This Magic Slow Cooker Pot Roast is just that. Like magic! I wondered and wondered what to name this recipe. I have tried several slow cooker pot roast recipes. Most involve quite a bit of preparation to combat the slow cooker’s tendency to create semi-blandness that is to say the least, under-whelming. This recipe is almost like magic, because this roast turns out amazing with almost no effort!
I used to think that the slow cooker was an easy way to great food. Just throw in all the ingredients and whaa laa! As I’ve become more educated in the world of culinary arts, I have realized that in order to get food that tastes really good from a slow cooker, most of the time there is some effort required in the preparation of ingredients beforehand. I have learned that no matter the recipe for pot roast, searing or browning the outside of the roast before slow cooking is necessary for outstanding flavor. The same goes for this recipe as well. But what’s nice about this recipe is that’s about it. Just a couple of store bought ingredients mixed together to create superior flavor!
It’s just a matter of mixing a can of cream of mushroom soup with a package of dry onion soup mix to create a gravy for your roast to cook in. At the end of the day you have an amazingly delicious meal waiting for you. Don’t you love recipes like that? With three young kids to take care of, I sure do!

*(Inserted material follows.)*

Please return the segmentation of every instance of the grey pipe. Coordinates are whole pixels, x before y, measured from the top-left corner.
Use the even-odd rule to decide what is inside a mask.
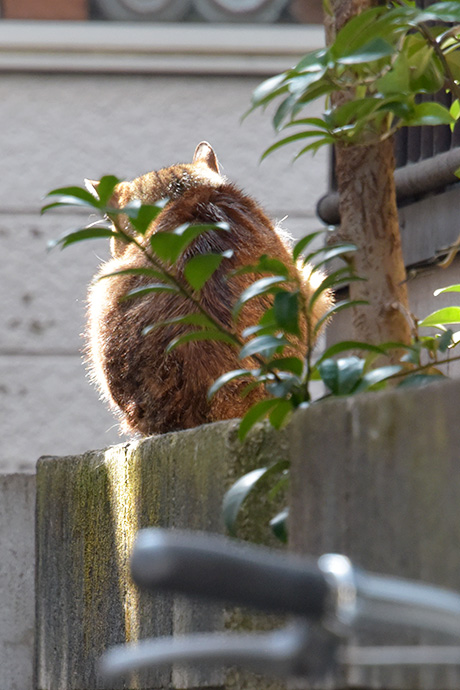
[[[396,198],[398,204],[413,196],[441,190],[458,182],[454,172],[460,168],[460,148],[438,153],[418,163],[411,163],[395,171]],[[319,218],[326,225],[339,225],[339,194],[329,192],[321,197],[316,206]]]

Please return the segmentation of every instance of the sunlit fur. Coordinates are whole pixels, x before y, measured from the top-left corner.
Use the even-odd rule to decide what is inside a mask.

The veggies in this recipe are optional, but I like to throw them in so that I have a complete meal ready at the end of the day. For these photos, I used a bag of mixed potatoes, and a bag of colored carrots, both purchased at Trader Joe’s. They can cook right in the gravy. I like to saute up some sliced mushrooms just’ cuz I think the little bits of mushroom in the can are kind of chinsy. But again, even the sauteed mushrooms are optional if you want to skip out on those:0) It will taste just as good. Anyway, try this recipe, I bet it will become your new favorite for Sunday dinner after church!